Le grand mérite de l’ouvrage est de sortir du paradigme politique, de changer l’éclairage. Considérant, à juste titre, que l’être politique ne recouvre pas totalement l’être social, J.-M. Roubineau s’attache à présenter les dynamiques qui articulent les rapports en société et transcendent les logiques catégorielles. En choisissant de mettre l’accent sur le jeu social, il discute et enrichit le tableau hiérarchique des communautés grecques et en dévoile les contradictions. En « resocialisant » l’individu quel qu’il soit, ensuite, l’auteur contribue à diriger le regard vers ceux et celles qui ont été longtemps délaissés par les spécialistes. Après la faveur qu’a connue l’histoire des élites, il se fait l’écho d’un retour de balancier : les subalternes, l’un de ses objets d’études, ne sont nullement et définitivement exclus mais insérés dans des sociabilités et des solidarités moins visibles. Il convient de relever, au passage, l’exploitation judicieuse que fait l’auteur des fragments du théâtre comique attique, sources trop peu fréquentées. Certaines thématiques mériteraient sans doute de plus amples développements – le rapport au travail, les contrastes entre urbains et ruraux, par exemple –, de la nuance aussi, mais le livre constitue une bonne base de connaissances. L’ouvrage fait encore la part belle à la cité classique, à Athènes particulièrement dans certains chapitres (le mariage notamment) : un recours plus systématique à la documentation de la haute époque hellénistique aurait sans doute permis de dépasser cet athénocentrisme mais l’effort pour en sortir est tout de même louable. Les outils de travail qui concluent le volume sont, en revanche, assez faibles : la carte est rudimentaire, pour ne pas dire illisible, l’index limité aux noms de lieux. Quant à la sélection bibliographique de quelque 150 titres d’ouvrages ou d’articles, il nous semble que c’est une occasion manquée ; il eût été pertinent d’orienter le lecteur vers les multiples travaux parus ces vingt dernières années, de lui offrir un précieux instrument d’approfondissement. Au regard de la science de l’auteur, on ne peut que déplorer ce choix éditorial.

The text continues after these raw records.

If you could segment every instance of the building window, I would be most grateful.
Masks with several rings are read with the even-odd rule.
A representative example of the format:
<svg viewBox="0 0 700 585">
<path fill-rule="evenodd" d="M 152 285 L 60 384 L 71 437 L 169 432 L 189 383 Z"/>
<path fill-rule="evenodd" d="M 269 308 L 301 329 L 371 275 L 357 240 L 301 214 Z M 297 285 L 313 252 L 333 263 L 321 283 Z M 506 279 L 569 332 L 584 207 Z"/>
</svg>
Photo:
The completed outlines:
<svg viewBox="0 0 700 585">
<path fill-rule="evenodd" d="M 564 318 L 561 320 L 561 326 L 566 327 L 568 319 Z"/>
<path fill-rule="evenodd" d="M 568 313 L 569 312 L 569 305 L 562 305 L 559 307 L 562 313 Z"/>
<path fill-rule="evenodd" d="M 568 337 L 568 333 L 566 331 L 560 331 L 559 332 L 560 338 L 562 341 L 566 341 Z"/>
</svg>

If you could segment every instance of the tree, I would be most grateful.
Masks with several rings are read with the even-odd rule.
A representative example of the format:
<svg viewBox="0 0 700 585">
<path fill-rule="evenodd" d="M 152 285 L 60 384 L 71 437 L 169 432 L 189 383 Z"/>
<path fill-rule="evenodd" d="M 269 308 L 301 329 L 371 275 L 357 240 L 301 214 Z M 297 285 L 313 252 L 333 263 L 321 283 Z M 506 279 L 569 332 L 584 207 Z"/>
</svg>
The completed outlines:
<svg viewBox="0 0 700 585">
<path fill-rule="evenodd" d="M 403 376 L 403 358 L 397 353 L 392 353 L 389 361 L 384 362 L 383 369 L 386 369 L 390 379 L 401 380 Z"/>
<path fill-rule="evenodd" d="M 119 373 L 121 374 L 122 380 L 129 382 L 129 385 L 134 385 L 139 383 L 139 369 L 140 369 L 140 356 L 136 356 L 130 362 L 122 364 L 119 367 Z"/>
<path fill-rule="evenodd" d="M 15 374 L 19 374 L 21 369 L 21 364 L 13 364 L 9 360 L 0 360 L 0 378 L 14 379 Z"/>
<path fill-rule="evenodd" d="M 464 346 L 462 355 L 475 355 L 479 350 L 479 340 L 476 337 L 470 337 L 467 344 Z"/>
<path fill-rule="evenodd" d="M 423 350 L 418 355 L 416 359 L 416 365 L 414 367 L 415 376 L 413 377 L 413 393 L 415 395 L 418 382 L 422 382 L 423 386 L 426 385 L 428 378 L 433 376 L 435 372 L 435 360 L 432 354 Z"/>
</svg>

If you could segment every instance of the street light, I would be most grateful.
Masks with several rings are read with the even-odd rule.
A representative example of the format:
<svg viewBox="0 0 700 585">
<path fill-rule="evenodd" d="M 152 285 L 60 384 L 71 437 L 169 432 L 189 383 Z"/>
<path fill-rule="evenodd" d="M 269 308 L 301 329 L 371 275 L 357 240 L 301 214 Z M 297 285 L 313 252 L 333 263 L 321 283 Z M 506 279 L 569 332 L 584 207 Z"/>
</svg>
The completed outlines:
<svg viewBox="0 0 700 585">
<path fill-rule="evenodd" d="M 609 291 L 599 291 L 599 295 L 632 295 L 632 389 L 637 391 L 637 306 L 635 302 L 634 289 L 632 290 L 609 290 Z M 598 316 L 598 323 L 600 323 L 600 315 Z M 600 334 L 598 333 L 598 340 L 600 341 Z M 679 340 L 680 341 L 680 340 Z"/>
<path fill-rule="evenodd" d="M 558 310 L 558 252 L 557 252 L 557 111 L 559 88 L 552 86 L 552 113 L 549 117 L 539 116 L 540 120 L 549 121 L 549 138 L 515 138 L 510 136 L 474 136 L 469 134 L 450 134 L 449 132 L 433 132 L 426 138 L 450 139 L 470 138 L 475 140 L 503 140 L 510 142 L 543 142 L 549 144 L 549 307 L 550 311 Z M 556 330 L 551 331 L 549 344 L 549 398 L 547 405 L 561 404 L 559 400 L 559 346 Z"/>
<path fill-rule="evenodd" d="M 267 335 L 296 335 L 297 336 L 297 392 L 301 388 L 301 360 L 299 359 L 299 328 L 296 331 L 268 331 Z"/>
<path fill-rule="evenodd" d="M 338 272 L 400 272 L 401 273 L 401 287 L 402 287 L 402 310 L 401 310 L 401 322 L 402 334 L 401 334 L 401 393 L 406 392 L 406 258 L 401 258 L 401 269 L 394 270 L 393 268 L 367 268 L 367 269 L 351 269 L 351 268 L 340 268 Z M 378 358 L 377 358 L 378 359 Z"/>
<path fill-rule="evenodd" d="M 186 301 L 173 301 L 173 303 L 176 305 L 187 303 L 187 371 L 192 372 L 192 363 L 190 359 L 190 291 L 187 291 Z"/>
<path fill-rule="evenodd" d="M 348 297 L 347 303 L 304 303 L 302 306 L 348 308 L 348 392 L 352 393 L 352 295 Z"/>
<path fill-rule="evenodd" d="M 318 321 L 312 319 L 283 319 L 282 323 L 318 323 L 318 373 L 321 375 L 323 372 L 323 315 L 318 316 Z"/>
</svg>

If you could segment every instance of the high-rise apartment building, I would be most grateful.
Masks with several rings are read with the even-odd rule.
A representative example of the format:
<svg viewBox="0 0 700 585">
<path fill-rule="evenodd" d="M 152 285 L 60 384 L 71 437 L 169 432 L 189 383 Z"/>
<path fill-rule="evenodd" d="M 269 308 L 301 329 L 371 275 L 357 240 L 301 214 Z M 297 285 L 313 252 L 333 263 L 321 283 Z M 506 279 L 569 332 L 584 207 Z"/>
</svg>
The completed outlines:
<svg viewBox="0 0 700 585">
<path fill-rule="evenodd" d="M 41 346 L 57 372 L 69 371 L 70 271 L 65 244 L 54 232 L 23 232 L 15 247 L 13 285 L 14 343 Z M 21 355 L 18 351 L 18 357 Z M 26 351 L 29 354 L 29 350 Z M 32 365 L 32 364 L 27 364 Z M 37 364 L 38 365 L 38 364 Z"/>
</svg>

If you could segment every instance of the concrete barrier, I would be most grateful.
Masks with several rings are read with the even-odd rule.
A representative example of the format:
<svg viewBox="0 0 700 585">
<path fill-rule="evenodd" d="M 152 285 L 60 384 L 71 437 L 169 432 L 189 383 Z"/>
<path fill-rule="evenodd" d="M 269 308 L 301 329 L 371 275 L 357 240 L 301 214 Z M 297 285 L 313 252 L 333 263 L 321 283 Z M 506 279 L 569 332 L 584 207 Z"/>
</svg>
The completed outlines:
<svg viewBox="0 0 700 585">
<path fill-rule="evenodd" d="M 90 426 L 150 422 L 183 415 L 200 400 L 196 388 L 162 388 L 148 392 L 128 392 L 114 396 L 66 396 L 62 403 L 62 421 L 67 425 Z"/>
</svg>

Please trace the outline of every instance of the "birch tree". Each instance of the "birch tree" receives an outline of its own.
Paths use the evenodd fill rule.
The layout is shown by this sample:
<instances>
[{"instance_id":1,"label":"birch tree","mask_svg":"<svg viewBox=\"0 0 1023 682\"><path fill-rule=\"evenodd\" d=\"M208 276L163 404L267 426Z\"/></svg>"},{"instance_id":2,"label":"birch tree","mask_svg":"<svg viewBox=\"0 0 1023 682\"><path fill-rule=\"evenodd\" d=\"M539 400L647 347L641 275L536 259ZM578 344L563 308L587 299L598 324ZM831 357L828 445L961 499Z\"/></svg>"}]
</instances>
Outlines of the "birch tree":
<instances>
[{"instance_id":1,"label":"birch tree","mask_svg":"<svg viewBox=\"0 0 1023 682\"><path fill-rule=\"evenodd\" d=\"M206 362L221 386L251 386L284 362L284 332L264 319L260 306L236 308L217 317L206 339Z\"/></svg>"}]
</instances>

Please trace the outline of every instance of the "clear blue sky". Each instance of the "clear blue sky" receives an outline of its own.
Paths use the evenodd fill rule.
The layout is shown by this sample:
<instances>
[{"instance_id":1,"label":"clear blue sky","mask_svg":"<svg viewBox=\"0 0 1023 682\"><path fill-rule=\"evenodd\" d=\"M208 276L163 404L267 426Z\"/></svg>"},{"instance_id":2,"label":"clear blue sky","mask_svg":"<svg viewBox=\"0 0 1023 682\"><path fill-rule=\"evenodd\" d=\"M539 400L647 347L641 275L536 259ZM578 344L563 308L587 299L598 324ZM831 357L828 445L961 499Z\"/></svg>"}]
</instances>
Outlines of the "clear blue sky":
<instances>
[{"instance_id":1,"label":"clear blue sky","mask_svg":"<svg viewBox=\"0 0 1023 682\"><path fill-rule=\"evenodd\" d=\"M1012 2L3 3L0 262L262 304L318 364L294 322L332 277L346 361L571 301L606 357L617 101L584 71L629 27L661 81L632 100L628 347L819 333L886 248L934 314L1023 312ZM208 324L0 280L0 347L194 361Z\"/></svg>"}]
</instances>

En somme, les qualités d’expression, de clarté, l’intégration de sources traduites et variées, en abondance, destinent ce travail à un large public, pas seulement composé d’étudiants. L’engagement méthodologique, le cheminement rigoureux et cohérent, l’incorporation d’études spécialisées et de recherches personnelles récentes en font une référence pour les échanges entre spécialistes. L’ouvrage prolonge, développe et complète le beau chapitre sur la société athénienne rédigé en 2004 par J. Oulhen dans la collection Nouvelle Clio. On mesure, quelque douze ans plus tard, le chemin parcouru par l’histoire sociale.